Sistem <i>Total Care Program</i> di Garuda Indonesia Dinilai Lebih Efisien
Pesawat Garuda Indonesia. (Syamsul Ma'arif/VOI)

Bagikan:

JAKARTA - Selama kepemimpinan Emirsyah Satar, pelaksanaan program pengadaan pesawat dan perawatan mesin di Garuda Indonesia tidak pernah ada intervensi dan favoritisme untuk memilih atau memenangkan pihak tertentu. Semua pengadaan prosesnya berjalan normal melalui kajian tim dan rapat direksi dimana putusan diambil direksi berdasarkan usulan tim, tanpa ada intervensi atau paksaan.

Demikian garis besar kesaksian pada sidang keempat mantan direktur utama Garuda Indonesia, Emirsyah Satar di Pengadilan Negeri Jakarta Pusat, Kamis, 23 Januari 2020. Hadir sebagai saksi masing-masing Handrito Hardjono, mantan direktur keuangan Garuda, Agus Priyanto, mantan direktur komersial, Rajendra kartawiria, mantan VP CEO Office, dan Norma Aulia, manager accounting Garuda.

Emirsyah Satar yang didakwa memaksakan perawatan engine dengan metode Total Care Program (TCP) dibandingkan Time Material Based (TMB) seperti diluruskan oleh keterangan saksi di Pengadilan Jakarta Pusat. Saksi Rajendra Kartawiria, mantan VP CEO Office, menjelaskan bahwa TCP ini seperti mekanisme dalam asuransi.

Menurut Rajendra, pembayaran melalui mekanisme TCP dilakukan berdasarkan jam terbang per bulan. Sehingga, ketika engine pesawat mengalami kerusakan dan harus diturunkan, maka akan diberikan engine pengganti. Sementara itu, metode TMB bersifat fluktuatif, apabila terjadi kerusakan dan tidak ada spare engine (engine cadangan), maka biaya bisa menjadi lebih mahal.

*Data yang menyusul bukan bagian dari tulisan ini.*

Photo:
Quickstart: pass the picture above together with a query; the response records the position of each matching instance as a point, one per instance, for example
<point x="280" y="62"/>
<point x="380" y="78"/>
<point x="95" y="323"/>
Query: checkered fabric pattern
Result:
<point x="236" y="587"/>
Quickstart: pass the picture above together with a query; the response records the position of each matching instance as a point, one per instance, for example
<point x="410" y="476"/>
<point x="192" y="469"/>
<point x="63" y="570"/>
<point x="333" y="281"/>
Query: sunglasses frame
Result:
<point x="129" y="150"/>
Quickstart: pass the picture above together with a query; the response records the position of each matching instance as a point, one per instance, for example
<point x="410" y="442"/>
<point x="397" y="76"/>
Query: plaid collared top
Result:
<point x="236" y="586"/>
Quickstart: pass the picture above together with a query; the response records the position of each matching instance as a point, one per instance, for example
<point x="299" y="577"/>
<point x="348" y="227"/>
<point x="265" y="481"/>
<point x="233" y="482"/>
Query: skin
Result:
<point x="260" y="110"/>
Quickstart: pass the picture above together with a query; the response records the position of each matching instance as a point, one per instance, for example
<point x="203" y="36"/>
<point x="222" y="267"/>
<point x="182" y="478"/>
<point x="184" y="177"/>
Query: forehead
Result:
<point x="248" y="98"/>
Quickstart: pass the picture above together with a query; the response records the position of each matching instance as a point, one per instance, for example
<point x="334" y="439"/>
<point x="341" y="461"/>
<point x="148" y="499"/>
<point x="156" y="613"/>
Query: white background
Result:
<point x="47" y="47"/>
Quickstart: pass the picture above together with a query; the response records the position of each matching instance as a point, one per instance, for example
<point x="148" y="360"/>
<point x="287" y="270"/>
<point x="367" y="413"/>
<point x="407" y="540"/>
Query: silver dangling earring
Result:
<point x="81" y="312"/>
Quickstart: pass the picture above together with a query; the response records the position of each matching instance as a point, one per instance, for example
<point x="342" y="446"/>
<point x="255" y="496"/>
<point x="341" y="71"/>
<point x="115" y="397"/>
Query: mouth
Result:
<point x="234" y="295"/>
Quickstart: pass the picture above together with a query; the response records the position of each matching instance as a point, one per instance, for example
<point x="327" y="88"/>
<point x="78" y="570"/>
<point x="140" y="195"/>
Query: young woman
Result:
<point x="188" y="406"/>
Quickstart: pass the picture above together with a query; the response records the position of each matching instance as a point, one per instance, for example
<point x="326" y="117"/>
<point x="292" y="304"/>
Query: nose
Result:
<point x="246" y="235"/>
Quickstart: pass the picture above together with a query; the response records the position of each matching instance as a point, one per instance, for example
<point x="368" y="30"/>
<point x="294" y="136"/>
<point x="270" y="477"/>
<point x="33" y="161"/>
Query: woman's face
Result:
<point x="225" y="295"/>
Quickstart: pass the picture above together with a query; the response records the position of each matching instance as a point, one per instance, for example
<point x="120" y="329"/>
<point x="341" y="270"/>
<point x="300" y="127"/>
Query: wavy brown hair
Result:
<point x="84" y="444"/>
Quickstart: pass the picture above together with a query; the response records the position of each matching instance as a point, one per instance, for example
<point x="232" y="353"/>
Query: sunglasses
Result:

"TMB memang murah di awal namun kompetitifnya tidak bagus, karena apabila pesawat sedang diperbaiki enginenya, pesawat tidak jalan. Sedangkan dengan Total Care Program, proses penggantian dan penyediaan mesin pengganti semuanya dilakukan oleh Rolls Royce," papar Rajendra dalam keterangan yang diterima VOI, Kamis 23 Januari.

Emirsyah Satar yang juga didakwa memaksakan agar pesawat Bombardier CRJ 1000 yang dipilih, meski pesawat Embraer E190 lebih unggul juga masih belum terbukti. Saksi Agus Priyanto juga menyatakan, soal pemilihan pesawat dan keputusan pengadaan adalah keputusan rapat direksi.

Seluruh proses pengadaan pesawat dilakukan dengan mengikuti usulan tim pengadaan yang beranggotakan staf dari berbagai unit, dan keputusan yang diambil dilakukan secara kolegial oleh seluruh direksi. Bahkan, berkaitan dengan perhitungan dan kinerja terhadap usulan tim yang berubah-ubah, Emirsyah Satar telah memerintahkan unit audit internal untuk melakukan audit.

Faktanya pemilihan Pesawat Bombardier CRJ 1000 merupakan usulan Tim dan pesawat tersebut harga per unitnya lebih murah 3 juta dolar AS daripada pesawat Embraer E190.

Saksi Agus Priyanto juga menyatakan dahulu dari enam pesawat Airbus yang tidak bisa terbang ada dua pesawat, karena banyak problem di engine. Tetapi sejak 2007 dan seterusnya ketika menggunakan TCP, performance pesawat Airbus membaik, yang ditandai dengan naiknya rating (peringkat Garuda) di Skytrax, lembaga pemeringkat airlines independen yang berkedudukan di London.

Sementara itu, saksi Norma Aulia juga menyatakan, antara Garuda dengan Rolls Royce terdapat Supplementary Financial Agreement, di mana setiap delivery pesawat dengan engine Rolls Royce maka Garuda akan mendapatkan semacam cashback yaitu engine consession dari Rolls Royce yang diberikan ke Garuda.

Dan terungkap bahwa selama periode 2012 sampai 2016 Garuda telah mendapatkan cashback dari Rolls Royce senilai total 443,89 juta dolar AS.